System Configuration: Dell Inc. Precision WorkStation T5500
BIOS Configuration: Dell Inc. A18 10/15/2018
==== Processor Sockets ====================================
Version Location Tag
Intel Xeon E5530 CPU1
Intel Xeon E5530 CPU2
Updated by Robert Mustacchi over 1 year ago
Sorry to hear about the trouble it's causing on that system. You should be able to disable this by setting
apix_enable to zero in
/etc/system. If you're able to get a dump from the system when it's hung or there's more information you can provide, we can try to understand what's going on.
Updated by Robert Bailey over 1 year ago
So after most of the day with no system lockups I re enabled apix so that I could get a crash dump. The system locked up and I have a crash dump. Here is some output from mdb.
root@openindiana:/var/crash/openindiana# mdb 0
mdb: warning: dump is from SunOS 5.11 illumos-e41ba543c9; dcmds and macros may not match kernel implementation
Loading modules: [ unix genunix specfs dtrace mac cpu.generic uppc pcplusmp scsi_vhci zfs ip hook neti sockfs arp usba uhci smbios fctl stmf stmf_sbd mm lofs idm random sd nfs sppp crypto smbsrv ipc ptm cpc fcip fcp ufs logindmux nsmb kvm ]
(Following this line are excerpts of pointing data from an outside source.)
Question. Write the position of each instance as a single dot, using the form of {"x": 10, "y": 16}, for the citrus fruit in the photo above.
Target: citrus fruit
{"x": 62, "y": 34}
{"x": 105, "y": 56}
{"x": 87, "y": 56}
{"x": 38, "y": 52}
debugging crash dump vmcore.0 (64-bit) from openindiana
operating system: 5.11 illumos-e41ba543c9 (i86pc)
image uuid: 1ef23b18-8c2f-e1d2-9720-be2da6d45eb3
panic message: BAD TRAP: type=e (#pf Page fault) rp=ffffff0047589530 addr=24 occurred in module "nvidia" due to a NULL pointer dereference
dump content: kernel pages only
3ff4f000 [no mapping for address]
So it may be a problem with apix and nvidia?